大卒ルーキーのリアル。横浜FCの橋本丈は堅忍不抜の志で走り続ける。メンバーに絡めずも心は折れていない「ピッチに立ちたいって強く思う」

3バックの左、ボランチ、シャドー。横浜FCのある日のトレーニングで、大卒ルーキーの橋本丈は複数のポジションでプレーしていた。

「どこでも、ある程度はできますし、やらなければいけない」と、22歳のレフティは言う。ユーティリティ性は1つの強みだが、逆に言えば、どのポジションで勝負するかはまだ定まっていない。左ウイングバックを含め、模索している状況だ。

開幕から1か月以上が過ぎたが、デビューはおろかメンバーにもまだ入れていない。「想像していた以上に厳しい世界」でもがいている。

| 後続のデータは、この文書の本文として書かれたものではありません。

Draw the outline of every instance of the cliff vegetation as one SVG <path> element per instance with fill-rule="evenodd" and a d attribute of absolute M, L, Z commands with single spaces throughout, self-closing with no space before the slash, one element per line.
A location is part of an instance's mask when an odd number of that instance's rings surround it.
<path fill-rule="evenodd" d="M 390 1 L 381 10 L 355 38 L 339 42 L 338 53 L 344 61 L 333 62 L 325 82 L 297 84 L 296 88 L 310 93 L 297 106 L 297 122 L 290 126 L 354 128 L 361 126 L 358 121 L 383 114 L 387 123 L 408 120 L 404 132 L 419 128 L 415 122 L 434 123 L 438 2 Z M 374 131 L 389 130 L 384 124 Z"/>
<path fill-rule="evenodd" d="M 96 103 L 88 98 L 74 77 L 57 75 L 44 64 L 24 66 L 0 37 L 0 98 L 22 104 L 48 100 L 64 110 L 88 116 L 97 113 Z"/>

だからといって、心が折れているわけではない。むしろ、意欲を燃やしている。

「やっぱり試合に出たいって気持ちが、どんどんわいてくる。三ツ沢の雰囲気やサポーターの応援とか、あのなかでプレーしたい。ホームの試合では(スタンドの)上から見るんですけど、あのピッチに立ちたいって強く思う。その気持ちがあるから頑張れています」

【PHOTO】ホームでの勝利に歓喜した横浜FCサポーター(Part1)
同期の存在も支えになっている。

「同じ大学(関東学院大)から5人がプロに行って、今のところ1人もメンバーに入れていない。連絡とか取っていても、『厳しい世界だね』みたいな話はするんですけど、“先にピッチに立ちたい、メンバーに入りたい”って気持ちが、たぶんそれぞれにあって、それが良い刺激になっていると思う。負けないように頑張りたい」

穏やかな口調だが、その言葉に力がこもる。試合に絡めなくても、高いモチベーションで練習に取り組めている。J1復帰を目ざす横浜FCで存在感を示せるか。堅忍不抜。揺るぎない決意で、これからも走り続ける。